Aonex, a subsidiary of Arrowhead Research Corporation, will provide Kyma with access to its proprietary wafer technology, A-Sapph™. Kyma will work to leverage the superior properties of A-Sapph to produce large-area wafers suitable for the manufacture of GaN devices.
Aonex and Kyma believe that large-area wafers could dramatically reduce the cost of GaN devices by enabling an increase in the number of chips per wafer while also substantially improving yields.
Keith Evans, Kyma's president and CEO, said: "The combined attributes of Aonex’s A-Sapph substrate technology and Kyma's proprietary high-growth-rate, low defect density GaN crystal growth technology have great potential to reduce the costs of a broad range of high performance nitride semiconductor devices."
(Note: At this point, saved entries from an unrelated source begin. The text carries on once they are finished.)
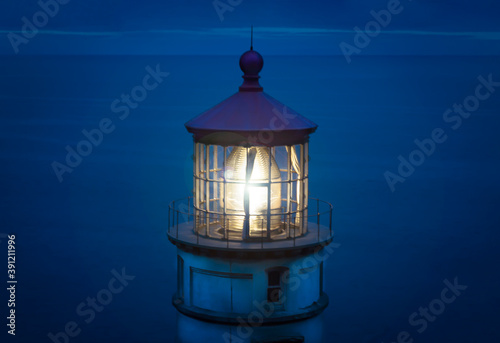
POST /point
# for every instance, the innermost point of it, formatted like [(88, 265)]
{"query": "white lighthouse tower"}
[(250, 242)]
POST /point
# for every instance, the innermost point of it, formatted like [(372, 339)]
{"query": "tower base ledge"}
[(256, 317)]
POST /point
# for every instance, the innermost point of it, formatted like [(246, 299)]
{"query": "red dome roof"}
[(251, 117)]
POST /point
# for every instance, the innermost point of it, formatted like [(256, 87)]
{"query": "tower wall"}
[(239, 286)]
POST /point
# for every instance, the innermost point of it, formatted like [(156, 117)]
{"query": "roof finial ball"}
[(251, 63)]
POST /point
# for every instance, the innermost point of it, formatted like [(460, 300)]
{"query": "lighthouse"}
[(250, 241)]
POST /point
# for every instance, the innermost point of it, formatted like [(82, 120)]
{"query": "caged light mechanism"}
[(250, 221)]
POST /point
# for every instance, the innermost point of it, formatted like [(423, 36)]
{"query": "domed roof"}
[(251, 117)]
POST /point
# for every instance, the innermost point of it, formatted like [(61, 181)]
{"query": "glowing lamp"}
[(250, 164)]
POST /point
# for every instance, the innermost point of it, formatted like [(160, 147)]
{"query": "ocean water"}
[(396, 248)]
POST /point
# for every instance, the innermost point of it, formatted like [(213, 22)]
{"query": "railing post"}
[(330, 221), (262, 234), (177, 235)]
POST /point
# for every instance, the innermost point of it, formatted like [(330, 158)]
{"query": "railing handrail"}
[(191, 205)]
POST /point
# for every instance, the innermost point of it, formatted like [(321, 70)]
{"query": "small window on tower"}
[(275, 285)]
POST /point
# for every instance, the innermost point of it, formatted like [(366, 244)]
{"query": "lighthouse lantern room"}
[(250, 238)]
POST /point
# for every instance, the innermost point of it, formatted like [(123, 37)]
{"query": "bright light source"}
[(248, 172)]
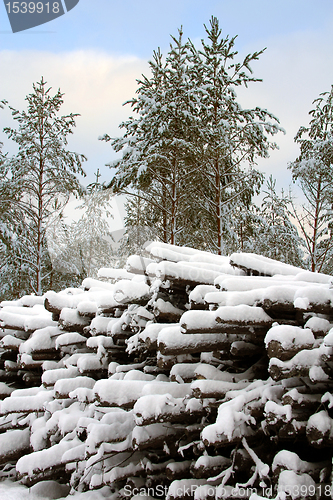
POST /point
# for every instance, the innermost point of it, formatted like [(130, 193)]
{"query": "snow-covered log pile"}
[(186, 373)]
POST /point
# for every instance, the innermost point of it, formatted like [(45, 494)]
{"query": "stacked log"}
[(185, 374)]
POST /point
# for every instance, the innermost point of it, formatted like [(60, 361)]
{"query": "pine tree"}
[(40, 178), (231, 137), (276, 237), (158, 142), (313, 172)]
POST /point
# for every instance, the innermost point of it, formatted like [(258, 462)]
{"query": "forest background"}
[(98, 73)]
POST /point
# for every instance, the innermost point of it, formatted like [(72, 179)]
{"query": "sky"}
[(95, 52)]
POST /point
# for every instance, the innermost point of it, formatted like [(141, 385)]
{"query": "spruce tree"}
[(40, 177), (190, 150), (231, 137), (313, 172)]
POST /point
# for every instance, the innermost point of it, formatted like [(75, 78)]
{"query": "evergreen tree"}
[(313, 172), (40, 178), (184, 150), (90, 245), (276, 237), (231, 137), (158, 142)]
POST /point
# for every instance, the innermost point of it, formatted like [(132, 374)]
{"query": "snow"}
[(178, 271), (199, 321), (13, 442), (41, 460), (289, 336), (115, 274), (105, 429), (26, 403), (152, 407), (305, 297), (64, 386), (263, 265), (295, 484)]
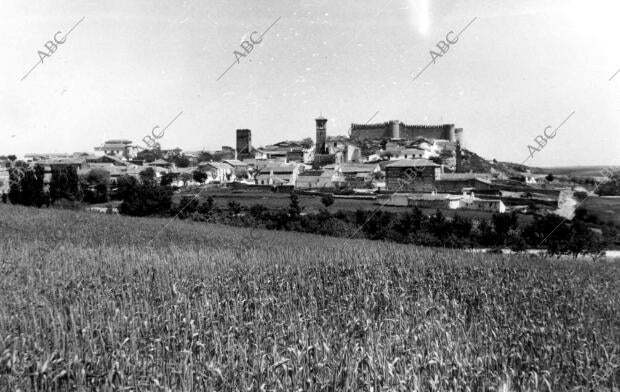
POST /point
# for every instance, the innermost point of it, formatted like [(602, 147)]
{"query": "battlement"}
[(399, 130)]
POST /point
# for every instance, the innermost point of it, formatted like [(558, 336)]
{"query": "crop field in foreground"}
[(88, 302)]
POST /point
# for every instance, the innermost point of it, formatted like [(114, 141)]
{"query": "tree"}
[(503, 223), (98, 182), (327, 200), (205, 157), (126, 186), (65, 184), (147, 175), (168, 178), (149, 155), (234, 207), (145, 198), (181, 161), (294, 209), (199, 176)]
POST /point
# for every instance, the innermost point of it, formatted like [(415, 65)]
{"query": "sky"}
[(128, 66)]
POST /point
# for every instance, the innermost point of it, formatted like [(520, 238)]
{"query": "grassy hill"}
[(92, 301)]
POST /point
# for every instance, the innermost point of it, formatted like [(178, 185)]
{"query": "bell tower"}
[(321, 135)]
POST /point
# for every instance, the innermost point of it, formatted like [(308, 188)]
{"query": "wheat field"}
[(101, 302)]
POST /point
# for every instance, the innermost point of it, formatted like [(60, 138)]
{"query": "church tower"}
[(321, 135)]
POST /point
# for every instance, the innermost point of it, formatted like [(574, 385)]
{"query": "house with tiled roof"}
[(279, 174), (417, 175)]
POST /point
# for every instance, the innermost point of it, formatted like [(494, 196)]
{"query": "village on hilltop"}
[(393, 163)]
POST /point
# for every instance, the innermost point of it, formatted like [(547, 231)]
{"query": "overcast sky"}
[(131, 65)]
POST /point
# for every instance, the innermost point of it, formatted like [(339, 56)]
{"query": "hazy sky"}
[(131, 65)]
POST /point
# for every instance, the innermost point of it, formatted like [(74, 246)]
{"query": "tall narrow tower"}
[(244, 142), (321, 135)]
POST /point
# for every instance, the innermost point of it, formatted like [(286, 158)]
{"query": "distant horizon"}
[(511, 70)]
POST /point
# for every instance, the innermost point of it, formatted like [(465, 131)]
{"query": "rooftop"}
[(413, 163)]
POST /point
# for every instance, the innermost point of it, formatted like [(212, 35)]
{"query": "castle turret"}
[(450, 132), (321, 135), (394, 129), (458, 133), (244, 142)]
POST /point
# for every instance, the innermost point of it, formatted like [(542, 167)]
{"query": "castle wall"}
[(400, 130)]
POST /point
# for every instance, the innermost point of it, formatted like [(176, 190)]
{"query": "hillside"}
[(94, 301)]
Evans told LEDs Magazine that after the initial collaborative investigation there are several different potential routes to market. "Certainly there is potential to offer both c-plane and non-polar Kyma GaN on Aonex sapphire-on-poly-AlN. But there are other possibilities also in the area of bulk GaN growth, which we are not saying much about publicly."
A-Sapph substrates are comprised of an ultra-thin layer of single crystal sapphire (<500 nm) that is bonded to a polycrystalline aluminum nitride (AlN) support substrate. The resulting substrate has a coefficient of thermal expansion (CTE) that is nearly identical to GaN yet offers an industry-standard sapphire growth surface (both c- and r-plane) suitable for MOCVD and HVPE growth environments.
A-Sapph substrates also offer substantially higher thermal conductivity than bulk sapphire, and this can result in significantly improved growth uniformity. Taken together, these improved thermal characteristics could enable the scaling of GaN production to larger wafer diameters and corresponding lower costs.
Aonex has also designed A-Sapph substrates to enable vertical LED fabrication without laser lift-off, which is often used to remove the sapphire growth substrate.
Kyma Technologies develops GaN substrate materials for a broad range of nitride semiconductor device applications. Most current nitride semiconductor devices are fabricated from foreign substrates such as sapphire and silicon carbide, and GaN substrates have the potential to enable important improvements in device performance, reliability, and cost.